Eine schrumpfende Welt

Während der Pandemie wurde Fernarbeit zur Normalität. Weniger als 30 % der Wissensarbeiter auf der ganzen Welt arbeiten täglich im Büro. Das bedeutet, dass viele Arbeitnehmer im Laufe des Tages mit weit weniger Kollegen zu tun haben als früher an ihrem Schreibtisch. Nachrichten an Kollegen zu schicken, die man nicht gut kennt, ohne dass es einen arbeitsbezogenen Grund gibt, würde sich ziemlich seltsam anfühlen. Kollegen, die früher nur ein kleiner Teil des Bürolebens der Arbeitnehmer waren, sind heute praktisch Geister.

Microsoft führte im Jahr 2021 eine Studie durch, die zeigte, dass die Umstellung der Mitarbeiter auf Telearbeit nicht nur dazu führte, dass sich die Mitarbeiter änderten, mit welchen sie zusammenarbeiteten, sondern auch, wie sie mit ihnen zusammenarbeiteten. Menschen in verschiedenen Arbeitsgruppen hatten weit weniger Kontakt zueinander als vor der Pandemie.
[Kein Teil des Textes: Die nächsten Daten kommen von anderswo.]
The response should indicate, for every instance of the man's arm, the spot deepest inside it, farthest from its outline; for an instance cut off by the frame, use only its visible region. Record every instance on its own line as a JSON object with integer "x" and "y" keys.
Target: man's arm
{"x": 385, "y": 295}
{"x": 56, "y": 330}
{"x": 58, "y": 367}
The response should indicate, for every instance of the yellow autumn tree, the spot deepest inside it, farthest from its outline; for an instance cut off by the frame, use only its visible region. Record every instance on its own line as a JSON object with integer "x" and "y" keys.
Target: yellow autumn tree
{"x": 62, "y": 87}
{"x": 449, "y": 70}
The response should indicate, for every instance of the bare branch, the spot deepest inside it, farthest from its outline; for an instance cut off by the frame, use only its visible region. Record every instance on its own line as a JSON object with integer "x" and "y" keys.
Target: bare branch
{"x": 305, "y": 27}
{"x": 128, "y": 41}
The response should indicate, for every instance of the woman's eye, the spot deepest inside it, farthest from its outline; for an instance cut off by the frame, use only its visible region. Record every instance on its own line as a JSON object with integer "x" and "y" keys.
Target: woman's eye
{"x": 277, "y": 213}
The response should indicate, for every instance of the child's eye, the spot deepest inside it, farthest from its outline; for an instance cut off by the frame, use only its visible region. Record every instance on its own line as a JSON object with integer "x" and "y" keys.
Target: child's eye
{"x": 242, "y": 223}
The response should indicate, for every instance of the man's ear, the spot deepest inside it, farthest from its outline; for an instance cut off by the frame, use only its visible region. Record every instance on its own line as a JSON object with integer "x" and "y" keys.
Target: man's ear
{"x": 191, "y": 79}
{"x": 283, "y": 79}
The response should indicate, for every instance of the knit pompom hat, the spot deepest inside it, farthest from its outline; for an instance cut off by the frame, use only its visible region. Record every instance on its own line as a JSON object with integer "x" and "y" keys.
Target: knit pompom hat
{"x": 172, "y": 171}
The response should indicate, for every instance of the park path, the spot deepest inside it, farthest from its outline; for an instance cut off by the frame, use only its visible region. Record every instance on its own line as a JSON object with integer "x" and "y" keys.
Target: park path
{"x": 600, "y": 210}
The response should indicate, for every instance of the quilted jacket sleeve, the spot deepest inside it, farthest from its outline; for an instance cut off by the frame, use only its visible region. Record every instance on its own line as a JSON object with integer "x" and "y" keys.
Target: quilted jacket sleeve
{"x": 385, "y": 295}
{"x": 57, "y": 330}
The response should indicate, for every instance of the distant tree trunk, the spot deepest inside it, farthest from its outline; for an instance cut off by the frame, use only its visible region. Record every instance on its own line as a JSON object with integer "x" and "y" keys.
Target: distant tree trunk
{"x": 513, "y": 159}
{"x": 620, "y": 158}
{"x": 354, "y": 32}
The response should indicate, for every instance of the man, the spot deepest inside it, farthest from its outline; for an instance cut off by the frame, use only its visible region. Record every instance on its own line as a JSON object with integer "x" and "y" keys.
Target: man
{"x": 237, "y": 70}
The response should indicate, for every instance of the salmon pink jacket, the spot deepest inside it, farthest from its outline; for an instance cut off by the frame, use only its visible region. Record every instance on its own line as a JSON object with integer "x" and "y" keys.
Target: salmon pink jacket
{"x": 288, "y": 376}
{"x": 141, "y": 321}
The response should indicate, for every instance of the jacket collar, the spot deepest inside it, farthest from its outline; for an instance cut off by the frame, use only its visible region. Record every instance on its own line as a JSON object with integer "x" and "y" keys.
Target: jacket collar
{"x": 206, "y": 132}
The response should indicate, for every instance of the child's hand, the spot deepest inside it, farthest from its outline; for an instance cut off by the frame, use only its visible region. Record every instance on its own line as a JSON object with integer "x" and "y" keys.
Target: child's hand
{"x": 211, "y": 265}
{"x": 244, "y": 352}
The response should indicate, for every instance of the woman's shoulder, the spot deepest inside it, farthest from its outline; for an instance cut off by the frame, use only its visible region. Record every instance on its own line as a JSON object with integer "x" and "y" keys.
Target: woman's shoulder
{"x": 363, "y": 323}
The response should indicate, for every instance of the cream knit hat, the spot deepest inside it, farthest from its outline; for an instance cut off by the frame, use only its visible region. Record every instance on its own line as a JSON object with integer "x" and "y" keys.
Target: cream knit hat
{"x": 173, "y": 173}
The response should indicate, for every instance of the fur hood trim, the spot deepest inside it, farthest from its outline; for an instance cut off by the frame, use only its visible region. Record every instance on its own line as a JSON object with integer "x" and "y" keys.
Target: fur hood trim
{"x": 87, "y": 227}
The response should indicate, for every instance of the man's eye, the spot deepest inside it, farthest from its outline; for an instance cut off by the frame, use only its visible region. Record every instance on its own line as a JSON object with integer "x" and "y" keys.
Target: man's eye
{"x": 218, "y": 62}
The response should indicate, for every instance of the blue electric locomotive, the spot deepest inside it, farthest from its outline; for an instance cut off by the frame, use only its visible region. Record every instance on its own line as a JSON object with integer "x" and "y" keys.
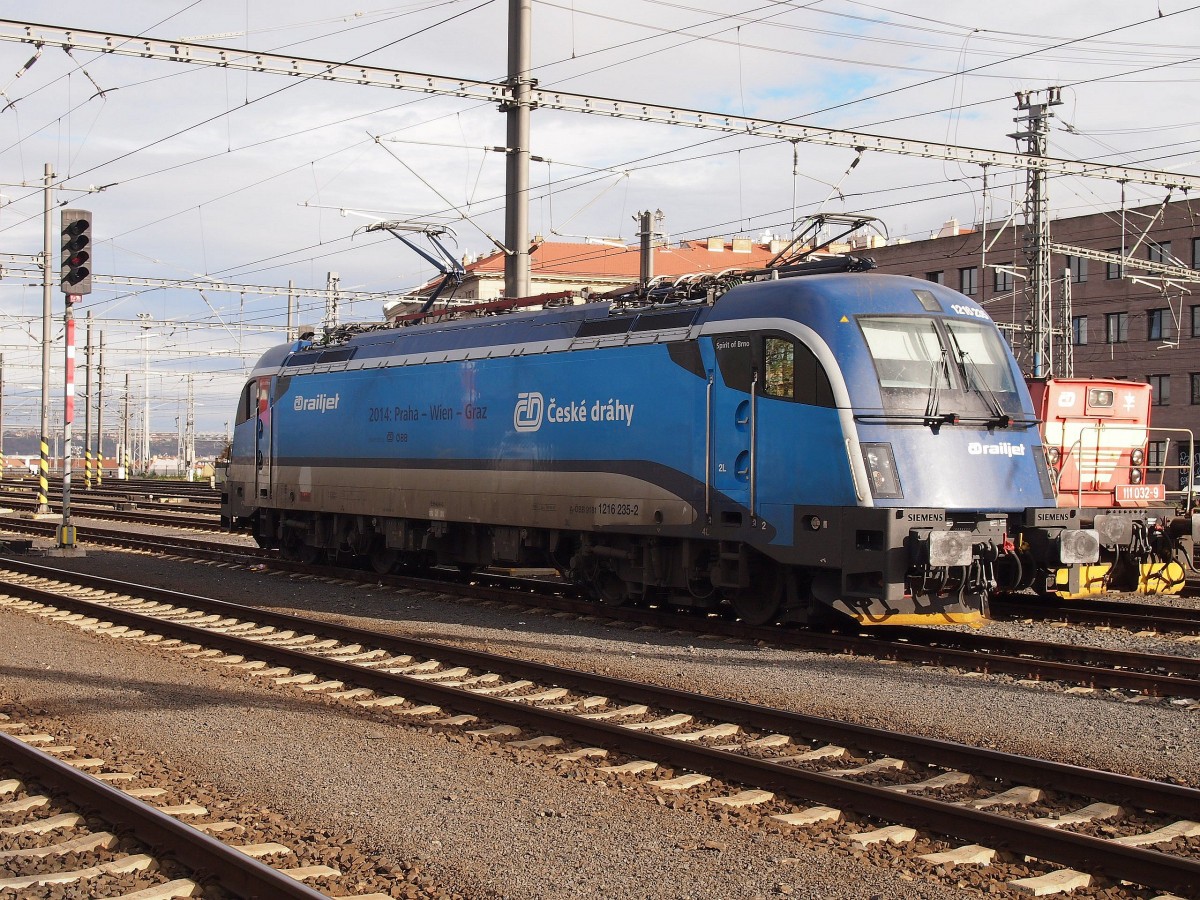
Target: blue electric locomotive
{"x": 856, "y": 443}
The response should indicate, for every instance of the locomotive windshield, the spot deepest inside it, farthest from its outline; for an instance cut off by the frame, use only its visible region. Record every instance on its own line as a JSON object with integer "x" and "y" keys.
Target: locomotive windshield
{"x": 924, "y": 363}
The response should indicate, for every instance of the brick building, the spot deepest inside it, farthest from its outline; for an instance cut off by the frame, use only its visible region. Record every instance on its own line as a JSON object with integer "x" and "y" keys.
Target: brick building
{"x": 1120, "y": 322}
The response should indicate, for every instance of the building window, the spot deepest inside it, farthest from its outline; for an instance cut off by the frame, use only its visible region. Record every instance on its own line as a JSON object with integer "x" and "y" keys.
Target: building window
{"x": 969, "y": 280}
{"x": 1114, "y": 270}
{"x": 1159, "y": 390}
{"x": 1156, "y": 455}
{"x": 1158, "y": 324}
{"x": 1158, "y": 252}
{"x": 1116, "y": 328}
{"x": 1079, "y": 330}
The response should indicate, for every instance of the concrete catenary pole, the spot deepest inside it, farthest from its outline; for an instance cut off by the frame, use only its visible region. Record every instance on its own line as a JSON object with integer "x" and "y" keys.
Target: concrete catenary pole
{"x": 87, "y": 408}
{"x": 516, "y": 204}
{"x": 43, "y": 463}
{"x": 100, "y": 414}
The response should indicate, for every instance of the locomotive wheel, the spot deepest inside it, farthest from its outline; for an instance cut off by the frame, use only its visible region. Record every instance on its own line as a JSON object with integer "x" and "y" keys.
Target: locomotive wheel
{"x": 760, "y": 603}
{"x": 295, "y": 550}
{"x": 384, "y": 559}
{"x": 610, "y": 588}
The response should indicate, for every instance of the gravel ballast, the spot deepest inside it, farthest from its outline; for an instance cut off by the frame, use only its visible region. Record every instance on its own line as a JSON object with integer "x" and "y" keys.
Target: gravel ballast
{"x": 479, "y": 820}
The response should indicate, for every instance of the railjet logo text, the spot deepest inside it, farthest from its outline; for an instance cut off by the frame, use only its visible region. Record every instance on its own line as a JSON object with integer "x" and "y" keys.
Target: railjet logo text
{"x": 321, "y": 403}
{"x": 1002, "y": 449}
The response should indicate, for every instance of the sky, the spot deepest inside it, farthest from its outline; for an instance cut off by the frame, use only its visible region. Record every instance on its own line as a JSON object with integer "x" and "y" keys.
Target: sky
{"x": 208, "y": 173}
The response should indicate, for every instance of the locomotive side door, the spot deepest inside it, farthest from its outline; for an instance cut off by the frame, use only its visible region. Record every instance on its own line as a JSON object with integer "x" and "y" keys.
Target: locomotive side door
{"x": 731, "y": 425}
{"x": 263, "y": 439}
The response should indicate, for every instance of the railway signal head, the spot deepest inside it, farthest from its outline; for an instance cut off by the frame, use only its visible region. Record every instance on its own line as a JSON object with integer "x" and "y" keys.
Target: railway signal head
{"x": 76, "y": 273}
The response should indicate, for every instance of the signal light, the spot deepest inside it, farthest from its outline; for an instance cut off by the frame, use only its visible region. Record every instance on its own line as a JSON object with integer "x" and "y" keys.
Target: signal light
{"x": 76, "y": 267}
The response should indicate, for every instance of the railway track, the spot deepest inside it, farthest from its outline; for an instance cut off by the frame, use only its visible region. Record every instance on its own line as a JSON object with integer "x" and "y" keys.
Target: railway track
{"x": 76, "y": 823}
{"x": 1103, "y": 613}
{"x": 1091, "y": 667}
{"x": 195, "y": 520}
{"x": 795, "y": 772}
Die Gruppen wurden auch statisch, da die Arbeitnehmer an den bestehenden Verbindungen festhielten, anstatt neue zu knüpfen.
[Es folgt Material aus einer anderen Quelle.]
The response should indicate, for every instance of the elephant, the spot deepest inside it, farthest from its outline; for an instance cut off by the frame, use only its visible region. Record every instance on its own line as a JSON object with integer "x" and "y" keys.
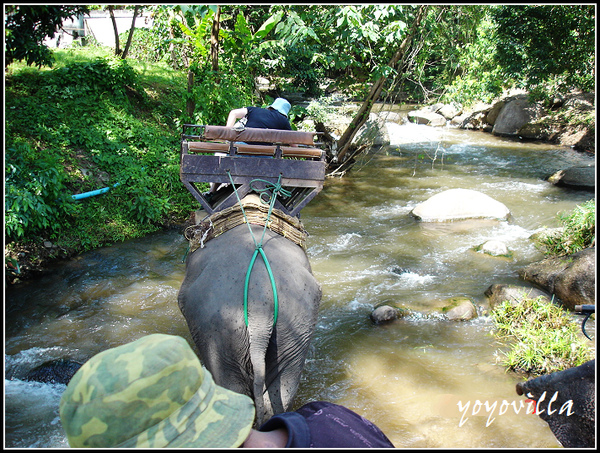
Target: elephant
{"x": 566, "y": 401}
{"x": 263, "y": 357}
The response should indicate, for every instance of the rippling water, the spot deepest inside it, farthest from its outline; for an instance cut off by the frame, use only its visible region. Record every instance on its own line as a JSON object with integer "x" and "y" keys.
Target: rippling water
{"x": 365, "y": 249}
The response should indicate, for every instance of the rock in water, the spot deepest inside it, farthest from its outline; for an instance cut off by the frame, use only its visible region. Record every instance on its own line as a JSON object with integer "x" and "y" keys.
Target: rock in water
{"x": 459, "y": 204}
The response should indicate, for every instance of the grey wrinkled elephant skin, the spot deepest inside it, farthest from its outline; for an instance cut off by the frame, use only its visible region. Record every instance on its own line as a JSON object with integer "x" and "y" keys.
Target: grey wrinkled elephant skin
{"x": 568, "y": 405}
{"x": 263, "y": 361}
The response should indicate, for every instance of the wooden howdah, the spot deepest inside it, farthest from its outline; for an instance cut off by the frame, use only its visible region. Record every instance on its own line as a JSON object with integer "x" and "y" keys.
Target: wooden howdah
{"x": 255, "y": 160}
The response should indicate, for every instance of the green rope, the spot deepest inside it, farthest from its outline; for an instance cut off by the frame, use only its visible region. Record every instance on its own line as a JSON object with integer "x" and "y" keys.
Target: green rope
{"x": 275, "y": 188}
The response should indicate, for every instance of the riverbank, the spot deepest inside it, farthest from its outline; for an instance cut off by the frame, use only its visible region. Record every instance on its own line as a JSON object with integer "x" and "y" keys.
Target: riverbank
{"x": 575, "y": 119}
{"x": 566, "y": 121}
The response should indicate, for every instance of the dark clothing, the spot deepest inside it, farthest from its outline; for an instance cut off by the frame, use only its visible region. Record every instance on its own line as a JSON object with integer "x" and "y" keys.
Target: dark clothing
{"x": 327, "y": 425}
{"x": 267, "y": 119}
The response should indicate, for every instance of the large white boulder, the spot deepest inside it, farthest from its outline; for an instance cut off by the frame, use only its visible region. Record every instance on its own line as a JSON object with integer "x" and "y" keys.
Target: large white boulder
{"x": 459, "y": 204}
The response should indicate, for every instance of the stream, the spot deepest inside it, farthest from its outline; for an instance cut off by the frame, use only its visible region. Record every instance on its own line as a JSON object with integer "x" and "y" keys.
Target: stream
{"x": 365, "y": 249}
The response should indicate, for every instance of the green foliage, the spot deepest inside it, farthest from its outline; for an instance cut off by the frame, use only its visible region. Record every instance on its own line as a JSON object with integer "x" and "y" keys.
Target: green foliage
{"x": 27, "y": 26}
{"x": 543, "y": 337}
{"x": 217, "y": 93}
{"x": 35, "y": 200}
{"x": 100, "y": 115}
{"x": 578, "y": 232}
{"x": 480, "y": 78}
{"x": 541, "y": 43}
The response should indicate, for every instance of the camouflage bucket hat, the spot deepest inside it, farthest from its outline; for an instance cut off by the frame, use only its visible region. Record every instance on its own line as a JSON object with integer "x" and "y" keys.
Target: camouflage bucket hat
{"x": 152, "y": 393}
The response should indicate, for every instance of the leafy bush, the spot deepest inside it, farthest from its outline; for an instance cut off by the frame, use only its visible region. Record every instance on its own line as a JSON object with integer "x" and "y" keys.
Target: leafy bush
{"x": 578, "y": 232}
{"x": 543, "y": 337}
{"x": 35, "y": 199}
{"x": 217, "y": 93}
{"x": 92, "y": 114}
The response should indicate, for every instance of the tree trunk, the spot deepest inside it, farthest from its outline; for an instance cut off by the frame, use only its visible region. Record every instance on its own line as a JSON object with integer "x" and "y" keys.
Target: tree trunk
{"x": 190, "y": 104}
{"x": 130, "y": 37}
{"x": 363, "y": 113}
{"x": 114, "y": 21}
{"x": 214, "y": 40}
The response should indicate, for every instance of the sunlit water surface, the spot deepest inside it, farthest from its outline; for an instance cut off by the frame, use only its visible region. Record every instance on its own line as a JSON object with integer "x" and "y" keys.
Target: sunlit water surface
{"x": 366, "y": 249}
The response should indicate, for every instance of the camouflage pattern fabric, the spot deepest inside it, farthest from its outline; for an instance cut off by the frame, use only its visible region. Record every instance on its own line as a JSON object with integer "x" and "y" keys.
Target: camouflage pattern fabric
{"x": 152, "y": 393}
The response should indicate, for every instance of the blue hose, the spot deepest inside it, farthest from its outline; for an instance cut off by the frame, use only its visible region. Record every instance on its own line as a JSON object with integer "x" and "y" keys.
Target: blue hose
{"x": 93, "y": 193}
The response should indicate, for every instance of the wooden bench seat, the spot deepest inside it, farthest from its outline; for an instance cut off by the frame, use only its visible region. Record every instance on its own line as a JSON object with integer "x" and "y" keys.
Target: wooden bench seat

Da die Menschen hauptsächlich mit ihren eigenen Teammitgliedern sprachen, wurden die organisatorischen Silos weniger miteinander verbunden. Dieser Trend setzte sich auch dann fort, als die Silos selbst weniger stabil wurden, weil viele Mitglieder das Unternehmen verließen.

Aufgrund der Fernarbeit reduzierte sich der Austausch mit den Kollegen auf tägliche 15-minütige Check-Ins, statt wie früher den ganzen Tag über zwischendurch zu plaudern. Die Gelegenheiten zum Plaudern oder Scherzen sind weggefallen. Der Kontakt mit indirekten Kollegen und Arbeitskollegen wurde ganz eingestellt.

Eine andere Umfrage der Jobsuchseite Indeed aus dem Jahr 2021 ergab, dass 73 % der Befragten persönliche Kontakte vermissen und 46 % arbeitsbezogene Nebengespräche im Büro. Soziale Bindungen, die Menschen am Arbeitsplatz haben, geben ihnen ein Gefühl der Verbundenheit und Zugehörigkeit bei der Arbeit. Viele Mitarbeiter fühlten sich ihren Kollegen weniger verbunden als vor der Pandemie, und viele fühlten sich von den Vorgängen in ihrem Unternehmen insgesamt abgekoppelt.

Die Mitarbeiter vermissen nicht nur die Interaktionen mit Kollegen, die sie gut kennen, sondern auch diejenigen, die im Arbeitsalltag eine eher beiläufige Rolle spielen – der äußere Kreis der Bekannten, die lockeren Freundschaften. Diese lockeren Bekanntschaften können Glück, Wissen und ein Gefühl der Zugehörigkeit fördern.

Verbindungen entstehen, wenn wir uns gegenseitig Aufmerksamkeit schenken. Wir müssen Wege finden, dies auch in einer virtuellen Umgebung zu tun, z. B. indem wir uns an einen Geburtstag erinnern oder uns zu einem virtuellen Kaffee verabreden. Und wenn die Pandemie vorüber ist, sollten wir darauf achten, unsere Netzwerke von Zufallsbekanntschaften wieder aufzubauen. Wir können viel lernen, wenn wir mit Menschen sprechen, die wir kaum kennen.